En réalité, comme l’ont montré Menguy et Deligny dans leur recherche, le personnage de Maigret est apparu avant Pietr le Letton, dans quatre romans écrits par Simenon sous pseudonymes, et qu’on appelle les “proto-Maigret”.

Dans le premier de ces quatre romans, Train de nuit, écrit en 1929 et paru en 1930 sous le pseudonyme de Christian Brulls, Maigret n’apparaît que dans les trois derniers chapitres (sur les vingt du roman): c’est un policier en fonction à Marseille, il a déjà sous ses ordres l’inspecteur Torrence, mais sa silhouette reste floue: on ne reconnaît de lui que la force de son calme et son humanité empathique.

En 1929, Simenon écrit un deuxième roman où apparaît le personnage de Maigret, qui sera édité, toujours sous le pseudonyme de Christian Brulls, seulement en 1932, après le début de la parution des premiers Maigret “officiels”, sous le titre de La Figurante, titre qui ne plaisait pas à Simenon, qui lui-même avait baptisé son roman La Jeune Fille aux perles. Maigret est ici en fonction à Paris, sa silhouette se précise: il a de larges épaules, un visage épais, et il mange des sandwichs…

Toujours en 1929, Simenon écrit un troisième roman avec le personnage de Maigret, titré La Femme rousse. Le commissaire n’en est toujours pas le héros principal, mais il “intervient de façon tardive à la fin de la première partie, puis par des apparitions espacées et elliptiques. […] bourru, bougon […] Maigret impressionne ses interlocuteurs par sa puissance tranquille.” (Lacassin, in Simenon et la vraie naissance de Maigret) Le roman ne paraîtra qu’en avril 1933, sous le pseudonyme de Georges Sim.

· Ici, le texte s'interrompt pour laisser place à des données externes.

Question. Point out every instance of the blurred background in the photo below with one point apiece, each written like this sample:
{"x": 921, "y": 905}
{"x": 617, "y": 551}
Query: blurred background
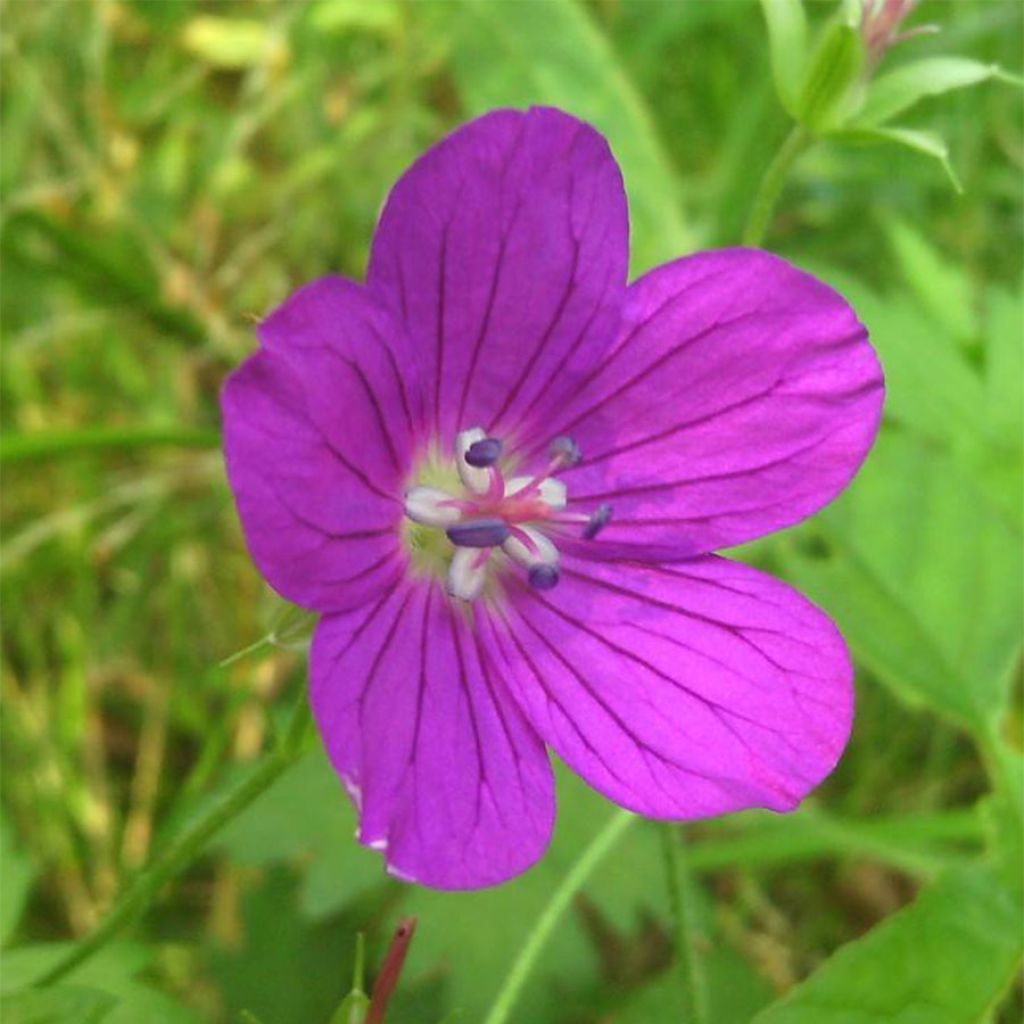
{"x": 170, "y": 171}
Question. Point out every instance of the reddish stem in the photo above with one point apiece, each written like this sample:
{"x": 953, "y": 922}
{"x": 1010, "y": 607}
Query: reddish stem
{"x": 387, "y": 979}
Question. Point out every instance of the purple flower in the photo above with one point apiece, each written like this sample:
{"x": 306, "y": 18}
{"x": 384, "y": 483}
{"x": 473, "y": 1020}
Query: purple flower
{"x": 499, "y": 471}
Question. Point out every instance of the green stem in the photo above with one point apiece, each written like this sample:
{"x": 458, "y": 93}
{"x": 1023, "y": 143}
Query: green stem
{"x": 681, "y": 899}
{"x": 44, "y": 444}
{"x": 581, "y": 870}
{"x": 186, "y": 847}
{"x": 771, "y": 185}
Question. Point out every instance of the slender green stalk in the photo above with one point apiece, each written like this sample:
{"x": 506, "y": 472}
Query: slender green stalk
{"x": 45, "y": 444}
{"x": 681, "y": 899}
{"x": 181, "y": 851}
{"x": 771, "y": 185}
{"x": 531, "y": 949}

Le quatrième des proto-Maigret, écrit lui aussi en 1929, s’intitule La Maison de l’inquiétude. Il sera édité en février 1932, sous le pseudonyme de Georges Sim, après avoir été publié d’abord en feuilleton dans le quotidien L’Oeuvre, en mars-avril 1930. “Ayant profité des essais successifs [des autres proto-Maigret], La Maison de l’inquiétude est un roman policier. […] A la différence des tentatives précédentes, l’histoire n’est pas racontée du point de vue de l’un des personnages éphémères, coupable ou victime. Elle n’est plus le roman d’une infortune mais le roman d’un policier. Maigret prend possession de la scène dès les premières lignes, et jusqu’aux dernières.” (Lacassin, op.cit.). Le décor familier de Maigret est déjà planté: son bureau au Quai des Orfèvres, son domicile boulevard Richard-Lenoir; le commissaire porte son pardessus à col de velours, il fume des pipes et “traîne” dans les cafés devant une fine à l’eau, quand il ne rend pas visite aux concierges… Quant à sa personnalité, elle “se ressemble” déjà, si l’on peut dire: “raccommodeur de destinées”, il cherche “la vérité des personnages… En épousant, à force de compassion, leurs destinées, il tente de comprendre ce qui les a fait dévier ” (Lacassin, ibid.)